= Limaye =

Limaye is a family name, common among the Chitpavan Kokanastha Brahmin community in Kokan, Maharashtra, India. The names Karandikar, Dixit and Khasgiwale are supposedly derived from the same clan. The origin of the Limaye/Karandikar/Dixit and Khasgiwale family is believed to be from the Western Coast of India, Maharashtra - Ratnagiri, a Southern District of Konkan - Maharashtra region.
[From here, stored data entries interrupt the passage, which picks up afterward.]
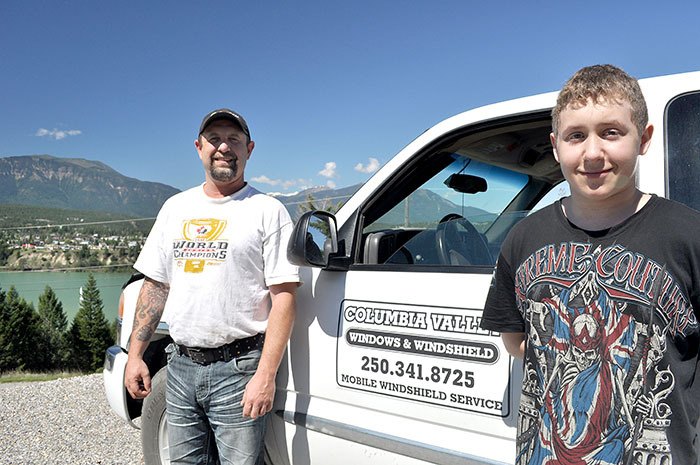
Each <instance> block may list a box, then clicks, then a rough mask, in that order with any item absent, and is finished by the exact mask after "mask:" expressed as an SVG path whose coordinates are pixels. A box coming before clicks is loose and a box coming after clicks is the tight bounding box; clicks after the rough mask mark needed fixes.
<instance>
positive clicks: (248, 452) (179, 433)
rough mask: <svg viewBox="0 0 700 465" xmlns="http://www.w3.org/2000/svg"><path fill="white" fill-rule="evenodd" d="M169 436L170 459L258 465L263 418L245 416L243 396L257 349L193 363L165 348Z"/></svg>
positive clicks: (255, 364)
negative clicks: (208, 360) (231, 359)
mask: <svg viewBox="0 0 700 465" xmlns="http://www.w3.org/2000/svg"><path fill="white" fill-rule="evenodd" d="M168 352H169V354H168V387H167V390H166V394H165V398H166V412H167V414H168V441H169V442H170V461H171V463H173V464H211V463H216V457H217V451H218V457H219V460H220V462H221V464H222V465H223V464H231V465H262V463H263V455H264V454H263V440H264V436H265V417H264V416H263V417H258V418H256V419H255V420H253V419H251V418H250V417H244V416H243V407H241V405H240V403H241V399H243V392H244V390H245V387H246V385H247V384H248V381H250V379H251V378H252V377H253V374H255V370H257V368H258V362H259V361H260V354H261V351H260V350H254V351H251V352H248V353H246V354H243V355H241V356H239V357H238V358H234V359H233V360H231V361H229V362H214V363H212V364H209V365H199V364H197V363H194V362H193V361H192V360H191V359H190V358H189V357H187V356H185V355H182V354H180V353H179V351H178V350H177V347H176V346H174V345H171V346H169V347H168Z"/></svg>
The Kul Daivat (family deity) of this clan is Lakshmi-Keshav situated at Karle, a small village near Ratnagiri. The Kula Devata (female deity) of this family is "Amba Jogai" situated in Central- Eastern Maharashtra- India. The gotra of people named Limaye - Karandikar - Dixit or Khasgiwale is Kapi. This group of people is said to belong to the Chitpawan Kokanasth

In the past, several Limayes were royalty in the Maratha court. The Limaye family maintains an intergenerational history book, the Limaye Kulavrittanta. It is published regularly in Marathi using the Devnagiri script.

The Chitpavan Brahmins story of shipwrecked people is similar to the legendary arrival of Bene Israel Jews in the Raigad district. The word "Limaye" actually means "a sailor" in Hebrew "לימאי", which could lend credence to this hypothesis.